Probe success and errors
- Probe Success Rate — a gauge (red < 30%, amber 30–70%, green ≥ 70%) with raw success and failure counts beneath it. This is the single best "is GSLB healthy?" indicator.
- Success Rate Timeline — success percentage over the selected window; a dip localizes when things went wrong.
- Error Breakdown — a donut of failure causes (e.g. timeout, connection refused, DNS failure). The health checker categorizes 21+ error types, so this tells you why probes fail — a wave of
connection_refusedpoints at dead backends,timeoutat network or overloaded targets,dns_failureat resolution problems.
Latency
- Probe Latency Timeline — average probe latency over the window, with Min / Avg / Max tags. Rising latency often precedes failures — endpoints slow down before they fall over — so treat a climbing average as an early warning even while the success rate still looks fine.
Health-checker internals
Three panels expose the probing machinery itself. These are capacity/saturation signals — watch them when probe throughput is high or you're scaling the IP population.
Worker Pool — the shared, CPU-aware probe worker pool:
| Metric | Watch for |
|---|---|
| Active Workers | Current pool size (auto-scales with load). |
| Queue Depth | Pending probe tasks — sustained non-zero means workers can't keep up. |
| Result Queue | Pending probe results awaiting processing. |
| Result Queue Capacity | Percent full; the bar turns red above 80% (backpressure risk). |
Timewheel Scheduler — the per-IP probe scheduler:
| Metric | Meaning |
|---|---|
| Current Load | Tasks currently scheduled in the wheel. |
| Current Slot | The slot the wheel is executing. |
| Scheduled Total | Cumulative tasks scheduled. |
| Executed Total | Cumulative probes fired — should climb steadily; a flat line means no probing is happening. |
Write Buffer — batched persistence of health-state changes to MongoDB:
| Metric | Watch for |
|---|---|
| Buffer Size | Pending buffered updates. |
| Flush Total | Cumulative flushes to the database. |
| Flush Errors | Non-zero (red) indicates database write problems. |
| Avg Flush Duration | Per-flush latency; rising values point at database pressure. |
| Buffer Capacity | Percent full; red above 80%. |
A footer strip also reports Owned Shards (how many partitions this controller is responsible for) and Write Buffer Updates Total.
What to monitor
For day-to-day operation, the signals that matter most:
- Critical IPs and the Success Rate gauge — the health outcome. A jump in critical count or a drop below your success-rate floor means real endpoints are failing.

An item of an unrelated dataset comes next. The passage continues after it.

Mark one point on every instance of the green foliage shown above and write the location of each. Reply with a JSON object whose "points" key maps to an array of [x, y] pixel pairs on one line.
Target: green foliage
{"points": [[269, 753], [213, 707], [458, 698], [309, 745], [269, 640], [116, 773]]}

- Error Breakdown — the cause, so you know where to look (backend, network, or DNS).
- Latency Timeline — the leading indicator, catching degradation before eviction.
- Owned Shards balance across controllers — an uneven distribution, or a controller with zero executed probes, signals a sharding or HA problem (see Registry & HA).
- Flush Errors and queue capacity bars — infrastructure saturation that can stall state updates from reaching DNS.
For the per-IP detail behind these aggregates — individual health states, backoff, and probe error messages — drill into a record's IPs in Records & IPs.